Não se trata de um desastre natural, mas resultado de uma política do governo Bolsonaro. Para não prejudicar os lucros dos grandes banqueiros e empresários, e seu projeto eleitoral, o governo pôs em prática uma estratégia de “imunização de rebanho” por contaminação. Em outras palavras: ir contra tudo o que combatesse a pandemia para deixar o vírus se espalhar ao máximo, ao custo das centenas de milhares de mortes, em sua maioria trabalhadores, pobres e negros.

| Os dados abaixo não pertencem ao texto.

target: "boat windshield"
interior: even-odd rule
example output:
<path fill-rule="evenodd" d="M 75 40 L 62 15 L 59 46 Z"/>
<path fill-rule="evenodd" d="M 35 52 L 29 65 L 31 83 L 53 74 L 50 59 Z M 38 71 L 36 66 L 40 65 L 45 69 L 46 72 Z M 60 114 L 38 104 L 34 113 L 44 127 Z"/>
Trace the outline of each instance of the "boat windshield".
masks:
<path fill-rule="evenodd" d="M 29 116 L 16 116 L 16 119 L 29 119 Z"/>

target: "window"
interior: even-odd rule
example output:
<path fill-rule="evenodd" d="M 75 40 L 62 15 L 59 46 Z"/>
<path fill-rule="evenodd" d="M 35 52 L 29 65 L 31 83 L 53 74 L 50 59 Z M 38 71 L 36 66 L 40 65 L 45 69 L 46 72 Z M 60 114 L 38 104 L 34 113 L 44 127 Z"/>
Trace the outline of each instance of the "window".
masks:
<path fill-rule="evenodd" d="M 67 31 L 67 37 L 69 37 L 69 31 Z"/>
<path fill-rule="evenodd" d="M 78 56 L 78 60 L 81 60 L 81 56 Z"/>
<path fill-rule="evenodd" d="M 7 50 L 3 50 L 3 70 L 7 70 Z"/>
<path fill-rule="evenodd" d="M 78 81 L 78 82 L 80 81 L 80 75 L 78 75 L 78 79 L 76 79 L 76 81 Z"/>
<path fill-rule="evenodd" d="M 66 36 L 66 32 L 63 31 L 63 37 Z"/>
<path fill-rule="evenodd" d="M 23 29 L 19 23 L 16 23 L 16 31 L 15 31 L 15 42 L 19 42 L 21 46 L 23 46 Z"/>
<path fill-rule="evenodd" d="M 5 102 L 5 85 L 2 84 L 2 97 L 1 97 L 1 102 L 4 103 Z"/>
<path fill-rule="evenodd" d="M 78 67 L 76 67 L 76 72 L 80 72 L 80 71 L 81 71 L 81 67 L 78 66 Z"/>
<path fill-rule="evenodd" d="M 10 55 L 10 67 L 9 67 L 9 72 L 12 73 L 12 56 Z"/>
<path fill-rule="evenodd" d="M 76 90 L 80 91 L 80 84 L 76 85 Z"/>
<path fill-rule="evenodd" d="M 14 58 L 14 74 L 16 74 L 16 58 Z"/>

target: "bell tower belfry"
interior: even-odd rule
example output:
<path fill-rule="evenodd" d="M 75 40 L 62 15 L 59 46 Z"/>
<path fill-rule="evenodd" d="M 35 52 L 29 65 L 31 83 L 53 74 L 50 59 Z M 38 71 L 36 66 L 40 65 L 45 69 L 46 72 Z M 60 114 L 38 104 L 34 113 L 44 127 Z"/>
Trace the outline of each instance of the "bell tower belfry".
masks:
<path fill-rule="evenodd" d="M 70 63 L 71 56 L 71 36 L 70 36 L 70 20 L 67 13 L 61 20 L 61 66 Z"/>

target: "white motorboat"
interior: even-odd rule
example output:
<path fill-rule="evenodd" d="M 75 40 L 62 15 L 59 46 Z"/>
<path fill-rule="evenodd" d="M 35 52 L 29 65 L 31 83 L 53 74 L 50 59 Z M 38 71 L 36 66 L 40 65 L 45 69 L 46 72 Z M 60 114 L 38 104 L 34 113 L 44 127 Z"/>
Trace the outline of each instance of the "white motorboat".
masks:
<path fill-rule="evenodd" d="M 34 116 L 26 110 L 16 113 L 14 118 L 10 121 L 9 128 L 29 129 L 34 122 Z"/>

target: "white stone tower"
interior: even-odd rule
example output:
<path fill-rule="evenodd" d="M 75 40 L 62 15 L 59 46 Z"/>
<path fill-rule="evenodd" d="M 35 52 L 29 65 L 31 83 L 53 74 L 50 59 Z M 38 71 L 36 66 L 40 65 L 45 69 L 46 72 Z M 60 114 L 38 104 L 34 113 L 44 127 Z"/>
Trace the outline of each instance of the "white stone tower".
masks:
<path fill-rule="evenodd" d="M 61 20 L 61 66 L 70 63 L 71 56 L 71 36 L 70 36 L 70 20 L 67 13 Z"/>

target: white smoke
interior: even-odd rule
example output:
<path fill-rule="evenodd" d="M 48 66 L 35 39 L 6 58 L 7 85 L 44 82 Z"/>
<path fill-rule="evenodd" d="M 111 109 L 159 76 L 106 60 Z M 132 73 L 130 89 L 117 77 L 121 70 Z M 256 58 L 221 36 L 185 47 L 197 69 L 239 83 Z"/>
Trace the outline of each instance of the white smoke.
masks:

Bolsonaro faz isso sabotando qualquer medida de distanciamento social, desprezando as vacinas, promovendo aglomerações e fazendo propaganda de medicamentos que, ele sabe bem, não serve para a novo coronavírus. Tem como único intuito dar uma falsa sensação de segurança para mandar os trabalhadores à morte. Isso tem um nome: genocídio.

Enquanto isso, o desemprego é recorde, a fome já atinge 20 milhões de brasileiros e a renda dos trabalhadores e dos mais pobres despenca. O governo, por sua vez, concede um arremedo de auxílio-emergencial que não compra metade de uma cesta básica. Ao invés disso, trabalha para retirar ainda mais direitos a fim de despejar a crise nas costas da classe trabalhadora e continuar entregando o país.